Image via Wikipedia
Some of you might notice a new name scrolling across the top of the blog. I've been searching for a good name since I joined the blogosphere and it finally came to me last night.
"Serendipity" comes from the Persian Tale of The Three Princes of Serendip. The story is representative of the way ideas link together for me and ultimately relate to my writing. Or, as Wikipedia puts it, my "propensity for making fortunate discoveries while looking for something unrelated."
Serendipity was also the name of my 6th grade science book. Apparently, serendipity is one of those things scientists are thankful for too. Did you know chocolate chip cookies were created serendipitously? Yum! Which leads into the rest of the post.

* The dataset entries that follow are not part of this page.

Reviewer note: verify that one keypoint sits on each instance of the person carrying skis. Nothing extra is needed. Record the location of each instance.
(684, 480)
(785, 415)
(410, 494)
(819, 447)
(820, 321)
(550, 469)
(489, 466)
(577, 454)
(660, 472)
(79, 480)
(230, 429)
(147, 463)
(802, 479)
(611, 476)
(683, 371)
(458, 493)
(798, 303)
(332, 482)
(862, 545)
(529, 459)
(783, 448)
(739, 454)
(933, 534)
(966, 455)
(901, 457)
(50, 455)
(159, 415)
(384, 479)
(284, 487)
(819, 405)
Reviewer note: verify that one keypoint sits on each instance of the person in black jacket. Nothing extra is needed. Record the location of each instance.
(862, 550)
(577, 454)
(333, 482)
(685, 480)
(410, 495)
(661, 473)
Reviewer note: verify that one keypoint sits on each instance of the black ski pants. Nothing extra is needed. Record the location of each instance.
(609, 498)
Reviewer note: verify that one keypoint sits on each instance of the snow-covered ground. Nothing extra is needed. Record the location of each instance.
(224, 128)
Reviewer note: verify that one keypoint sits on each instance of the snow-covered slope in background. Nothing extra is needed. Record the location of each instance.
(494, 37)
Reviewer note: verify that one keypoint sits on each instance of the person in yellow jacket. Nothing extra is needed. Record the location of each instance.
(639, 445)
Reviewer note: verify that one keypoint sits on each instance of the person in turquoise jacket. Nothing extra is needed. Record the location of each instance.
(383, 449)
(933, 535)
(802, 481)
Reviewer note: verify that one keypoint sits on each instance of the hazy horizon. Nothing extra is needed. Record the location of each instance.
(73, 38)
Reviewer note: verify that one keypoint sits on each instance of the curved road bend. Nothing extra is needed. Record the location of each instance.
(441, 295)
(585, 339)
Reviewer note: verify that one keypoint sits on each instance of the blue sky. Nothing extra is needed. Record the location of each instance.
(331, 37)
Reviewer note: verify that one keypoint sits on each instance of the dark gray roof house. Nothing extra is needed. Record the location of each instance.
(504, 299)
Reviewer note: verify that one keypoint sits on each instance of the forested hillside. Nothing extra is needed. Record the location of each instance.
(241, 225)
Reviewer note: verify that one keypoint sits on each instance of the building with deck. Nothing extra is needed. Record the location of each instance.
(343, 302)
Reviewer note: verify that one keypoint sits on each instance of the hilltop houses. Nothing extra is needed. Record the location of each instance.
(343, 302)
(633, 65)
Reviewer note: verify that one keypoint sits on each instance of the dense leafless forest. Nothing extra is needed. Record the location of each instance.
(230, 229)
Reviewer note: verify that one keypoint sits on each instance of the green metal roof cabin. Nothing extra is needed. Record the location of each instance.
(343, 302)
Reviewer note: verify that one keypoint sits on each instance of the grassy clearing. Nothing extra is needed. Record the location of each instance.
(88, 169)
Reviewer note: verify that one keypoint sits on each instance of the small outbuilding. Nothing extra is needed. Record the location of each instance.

Yalancı and Compelling Characters (?)
*The importnant footnote here is that Yalancı means liar in Turkish.
Stuffed grape leaves, also known as dolmas or sarmas, are the best Yalancı. You see, dolmas are supposed to have meat in them, but Yalancı doesn't. Its filled with spiced rice, currants, pine nuts and drenched in olive oil with lemon juice instead. (My favorite meze!) Other dishes can also be called Yalancı. For example, if you want something which tastes like Mantı (Turkish tortellini), you use spaghetti and throw the filling into the sauce on top. Then you have Yalancı Mantı.
Yalancı is just not what it seems, much like the most compelling characters.
- Villains aren't great until we find out why we should be sympathetic.
- Heros and heroines aren't wonderful without their quirky weaknesses.
- Even settings (which are best treated as a character) are cliché until you add sensory details.